Au final, l’Irak montre on ne peut plus clairement à quoi conduit le complexe du capitalisme du désastre : une guerre menée pour le profit, une politique économique de privatisations massives s’accompagnant de la généralisation de la torture et un pays désintégré. Le tout s’appuie sur un recours généralisé à la sous-traitance, y compris pour mener la guerre et torturer les civils. (...)
le complexe du capitalisme du désastre contribue à construire un monde d’apartheid accroissant toujours plus le fossé entre les riches et les pauvres. (...)
Même chose à la Nouvelles Orléans après les ravages de l’ouragan Katrina. Grâce à un programme clef en main, les néolibéraux ont pu imposer leur agenda face à une population traumatisée : licenciement des fonctionnaires, destruction des logements sociaux, mise à mort des structures publiques pour remplir les caisses de sociétés privées recourant largement à la sous-traitance. A terme, le sabotage des services publics va conduire de plus en plus de riches à vouloir s’isoler dans des zones vertes totalement administrées par des compagnies privées, laissant leurs compatriotes plus pauvres souffrir dans les zones rouges (de fait, Naomi Klein signale que c’est déjà le cas dans les banlieues fortunées d’Atlanta par exemple). (...)

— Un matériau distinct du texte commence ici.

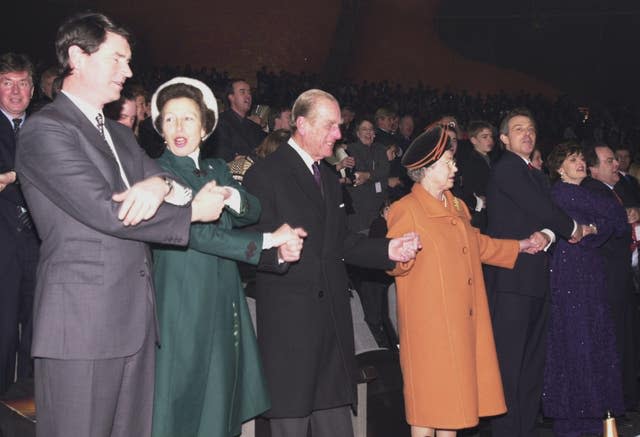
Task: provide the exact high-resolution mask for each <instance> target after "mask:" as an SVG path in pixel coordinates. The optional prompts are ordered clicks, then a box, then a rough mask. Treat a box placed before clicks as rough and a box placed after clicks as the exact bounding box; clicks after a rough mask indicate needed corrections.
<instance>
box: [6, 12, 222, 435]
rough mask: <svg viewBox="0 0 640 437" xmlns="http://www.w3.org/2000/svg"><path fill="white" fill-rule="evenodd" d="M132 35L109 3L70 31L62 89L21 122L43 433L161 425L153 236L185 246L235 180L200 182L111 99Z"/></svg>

Si de plus en plus de riches sont prêts à envisager un monde de zones vertes et de zones rouges, c’est parce qu’il n’y à plus de contradiction entre la prospérité des affaires d’une part et la violence et l’instabilité d’autre part. Pour preuve, les guerres sont accueillies positivement par les multinationales, qui voient en elles des sources de profits immenses. Les désastres militaires, économiques ou financiers n’ont même pas à être volontairement déclenchés : le système économique et politique y conduit naturellement. Pour une part croissante du monde économique, la recherche de solutions empêchant les désastres de se produire n’est donc pas favorable aux affaires. C’est par exemple le cas en Israël, où le marché de la sécurité est devenu un pilier de la croissance économique. Si la peur et la violence créent sans cesse de nouveaux marchés juteux, on aurait tort de s’en priver. (...)

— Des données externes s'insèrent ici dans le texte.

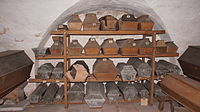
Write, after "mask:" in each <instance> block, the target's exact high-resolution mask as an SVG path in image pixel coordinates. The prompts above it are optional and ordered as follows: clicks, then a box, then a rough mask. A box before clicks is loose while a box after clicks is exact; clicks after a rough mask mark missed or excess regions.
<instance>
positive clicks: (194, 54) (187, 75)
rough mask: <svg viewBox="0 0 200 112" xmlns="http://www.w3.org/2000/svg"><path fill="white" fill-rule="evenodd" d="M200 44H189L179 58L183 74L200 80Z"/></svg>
mask: <svg viewBox="0 0 200 112" xmlns="http://www.w3.org/2000/svg"><path fill="white" fill-rule="evenodd" d="M199 58H200V46H189V47H188V48H187V50H186V51H185V52H184V53H183V54H182V55H181V57H180V58H179V59H178V62H179V64H180V66H181V68H182V70H183V74H185V75H187V76H188V77H190V78H193V79H195V80H198V81H200V59H199Z"/></svg>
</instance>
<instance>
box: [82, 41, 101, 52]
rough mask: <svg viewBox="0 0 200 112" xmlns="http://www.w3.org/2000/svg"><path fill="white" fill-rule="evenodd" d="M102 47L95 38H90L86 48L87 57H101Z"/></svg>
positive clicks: (84, 48)
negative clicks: (100, 56)
mask: <svg viewBox="0 0 200 112" xmlns="http://www.w3.org/2000/svg"><path fill="white" fill-rule="evenodd" d="M100 50H101V48H100V46H99V44H98V43H97V41H96V39H95V38H90V39H89V40H88V42H87V44H86V45H85V47H84V51H85V55H99V53H100Z"/></svg>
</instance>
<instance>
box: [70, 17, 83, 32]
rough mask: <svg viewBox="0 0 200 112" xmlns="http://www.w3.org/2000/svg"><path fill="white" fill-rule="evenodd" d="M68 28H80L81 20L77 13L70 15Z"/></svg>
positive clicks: (71, 29)
mask: <svg viewBox="0 0 200 112" xmlns="http://www.w3.org/2000/svg"><path fill="white" fill-rule="evenodd" d="M67 25H68V28H69V30H81V28H82V21H81V19H80V18H79V16H78V15H77V14H75V15H72V17H71V18H70V19H69V21H68V22H67Z"/></svg>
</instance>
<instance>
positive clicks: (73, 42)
mask: <svg viewBox="0 0 200 112" xmlns="http://www.w3.org/2000/svg"><path fill="white" fill-rule="evenodd" d="M82 51H83V47H82V46H81V44H80V43H79V42H78V40H72V42H71V43H70V45H69V49H68V54H69V55H74V56H76V55H81V54H82Z"/></svg>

Si le livre de Naomi Klein fait froid dans le dos, l’auteur choisit néanmoins de conclure sur une note positive. Elle insiste sur le fait que le choc est par définition un état passager. Au niveau des pays, il peut être suivi du pire (profonde défiance vis-à-vis des politiques et développement du fanatisme religieux, du racisme, etc.) comme du meilleur (une croyance renouvelée dans la force de la démocratie). Les pays d’Amérique Latine sont actuellement dans le deuxième cas et développent de nouvelles formes de solidarités de façon à se passer du FMI et de la Banque Mondiale. Autre point positif, les deux institutions précédemment citées sont de plus en plus considérées comme des parias alors que de son côté, l’OMC est en panne.

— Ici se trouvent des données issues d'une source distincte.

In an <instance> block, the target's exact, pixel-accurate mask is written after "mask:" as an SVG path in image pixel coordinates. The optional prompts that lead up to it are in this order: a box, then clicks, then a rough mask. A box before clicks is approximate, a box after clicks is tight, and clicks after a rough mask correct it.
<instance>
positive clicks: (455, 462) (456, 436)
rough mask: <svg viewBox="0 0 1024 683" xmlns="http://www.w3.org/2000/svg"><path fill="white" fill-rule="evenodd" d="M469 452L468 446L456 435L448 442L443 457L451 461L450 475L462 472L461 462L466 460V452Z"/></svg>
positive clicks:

Il y a choc lorsque les événements s’enchaînent rapidement sans qu’on puisse les analyser. C’est ce qui rend les populations vulnérables. Modestement, le livre de Naomi Klein nous aide à comprendre et nous rend donc plus forts en supprimant l’effet de surprise qui a fait le succès des néolibéraux. L’auteur évoque d’autres pistes de résistance : la vigilance, la mémoire individuelle et collective, la solidarité et le refus de laisser à d’autres le soin de s’occuper de nos affaires. En réparant soi même les dégâts d’une catastrophe, non seulement on surmonte le choc plus rapidement mais on se donne également des moyens de négocier dans les rapports de forces qui ne manquent pas de surgir.
En d’autres termes, les crises ne sont pas période de trêve mais plutôt des moments charnières pendant lesquels les peuples doivent être extrêmement vigilants et se préparer à une lutte féroce contre les forces néolibérales.